Melkus: Hiçbir lüksü olmayan bir otomobil satın almak için bile 5-10 yıl beklenen Doğu Almanya’nın tek seri üretim spor otomobiliydi... Ferrari’ye benzeyen Melkus, bir Lotus’a kızıp spor otomobil üretmeye girişen bir direksiyon eğitmeni ve yarışçının eseriydi... Üç silindirli iki zamanlı, bol “dumanlı” Wartburg motorunun geliştirilmiş versiyonunu kullanıyordu. Gücü 100 beygire kadar çıkıyordu. Sınırlı sayıda üretildiğinden koleksiyon değeri var.
IFA P8: Aslen kamyon ve hafif ticari araçlarıyla bilinen IFA, eski Horch fabrikasında savaş öncesi DKW tasarımına sahip F8’i de üretmişti. 2 silindirli 684 cc’lik motora sahip otomobilin bir sonraki versiyonu ise, 3 silindirli 800 cc motorlu F9 olmuştu.
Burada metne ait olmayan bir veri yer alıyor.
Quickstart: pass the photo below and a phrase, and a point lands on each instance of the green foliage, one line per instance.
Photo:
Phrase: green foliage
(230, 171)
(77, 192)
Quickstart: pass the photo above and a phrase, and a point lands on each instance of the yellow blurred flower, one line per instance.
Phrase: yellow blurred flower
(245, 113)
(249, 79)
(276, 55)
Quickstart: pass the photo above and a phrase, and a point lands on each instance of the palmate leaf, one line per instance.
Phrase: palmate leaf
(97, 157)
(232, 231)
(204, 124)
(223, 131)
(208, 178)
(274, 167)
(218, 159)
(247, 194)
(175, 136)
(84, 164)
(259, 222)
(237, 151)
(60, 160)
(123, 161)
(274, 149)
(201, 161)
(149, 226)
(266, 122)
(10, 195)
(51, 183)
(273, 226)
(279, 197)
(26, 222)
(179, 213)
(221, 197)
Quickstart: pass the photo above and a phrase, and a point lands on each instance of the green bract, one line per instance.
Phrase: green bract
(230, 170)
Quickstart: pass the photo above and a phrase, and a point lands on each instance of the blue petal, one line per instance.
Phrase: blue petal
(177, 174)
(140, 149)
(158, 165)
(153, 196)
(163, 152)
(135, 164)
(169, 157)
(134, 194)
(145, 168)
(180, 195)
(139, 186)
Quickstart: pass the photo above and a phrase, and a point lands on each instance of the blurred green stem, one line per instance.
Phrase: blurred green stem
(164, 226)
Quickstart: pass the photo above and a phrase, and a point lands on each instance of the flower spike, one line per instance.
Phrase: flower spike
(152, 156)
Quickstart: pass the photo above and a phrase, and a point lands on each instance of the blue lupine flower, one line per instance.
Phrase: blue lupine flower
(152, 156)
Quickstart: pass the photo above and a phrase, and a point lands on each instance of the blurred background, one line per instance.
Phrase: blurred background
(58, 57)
F8 tamamen DKW’nin kopyası ve dolayısıyla eski görünümlüydü. Sadece iç mekanları çok lükstü. 26 bin adet F8 ve 30 bin F9 üretildi. IFA, 1956’da otomobil üretimini sonlandırdı. F8 ise “Zwickau P70” oldu. F9 ise, tamamen yeni bir gövde ile Wartburg modelleri arasına girdi.
Wartburg: Üç silindirli iki zamanlı bir motora sahip olan Wartburg, Doğu Almanya’nın “premium” otomobiliydi. Motorunun sadece 7 hareketli parçası vardı. Yakıt sistemi ve otomatik vites imkânıyla devrinin ileri teknoloji ürünü otomobiliydi. Üretimin başlaması 1885 yılına dayanan Wartburg, diğerleri gibi 1991 yılında Almanya’nın birleşmesiyle tedavülden kalktı. 1988’de iki zamanlı motor, dört zamanlı Volkswagen motoruyla değiştirildi. Ancak aradan geçen zaman ve hızla gelişen teknoloji yüzünden bir daha zamanın gereksinimlerini karşılayamadı. Fabrikası, 1991 yılında Opel tarafından satın alındı. Türkiye’de de, özellikle 1989 Göçüyle Bulgaristan’dan gelen Türklerin getirdikleri çok sayıda Wartburg mevcuttu. Tabii çoğu şimdi hurdalıkta.